A strong mid-morning rally. While ISM a tad better than expected helped at 10 AM ET, and pending home sales were also "less worse" than expected, don't kid yourself.
This rally is mostly due to traders buying financials in front of the FASB mark to market vote tomorrow.
How are we doing?
Yesterday, I looked at autos and housing, and concluded there was still precious little sign of real improvement, though there are some signs of a bottom.
Another way to look for improvement is to follow the money: look at tax receipts, and corporate activity like insider buying and buybacks.
Unfortunately, there is little sign of improvement here as well.
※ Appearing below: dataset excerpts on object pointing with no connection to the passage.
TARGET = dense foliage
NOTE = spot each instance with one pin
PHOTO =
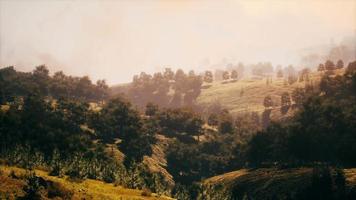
(322, 131)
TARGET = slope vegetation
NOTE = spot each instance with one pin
(13, 181)
(273, 183)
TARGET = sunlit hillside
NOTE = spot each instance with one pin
(13, 181)
(247, 95)
(273, 183)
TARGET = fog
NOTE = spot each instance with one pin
(114, 40)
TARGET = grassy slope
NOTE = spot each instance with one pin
(228, 94)
(264, 182)
(88, 189)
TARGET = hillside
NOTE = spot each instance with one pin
(229, 95)
(273, 183)
(12, 182)
(245, 95)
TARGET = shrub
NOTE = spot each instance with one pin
(57, 190)
(146, 192)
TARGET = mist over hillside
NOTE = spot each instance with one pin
(184, 100)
Charles Biderman at TrimTabs tells me that:
1) Corporate activity is low: insider buying is down 70 percent, while announced corporate buybacks are down 80 percent compared to the same period last year. Insiders not buying at prices this low?
2) Cash takeovers are "nonexistent."
3) Tax receipts are down about 5 percent year over year, when adjusted for the tax cut of $800 per family (starts April 1).
4) Corporations are selling a lot of stock and bonds: new corporate offerings are over $2 billion for the third week in a row.
Last week's biggest secondaries included AMB Property (41.2 million shares at $12.15), Simon Properties (17.25 m shares at $31.50, and $650 million in senior notes), and NBT Bancorp (about 1.5 m shares at $22 a share). Two REITs and a bank.
But the offerings are broadening out. This week, American Electric Power says it's planning to offer 50 million common shares (about $1.25 billion). Yesterday, Ingersoll Rand sold $655 million in 5-year notes.
Today, Teradyne is selling a $175 million convertible.
Get the idea? Lots of new stock and bonds being floated, insiders are not buying despite low prices, tax receipts are down.
For people who follow the money, the bottom remains elusive.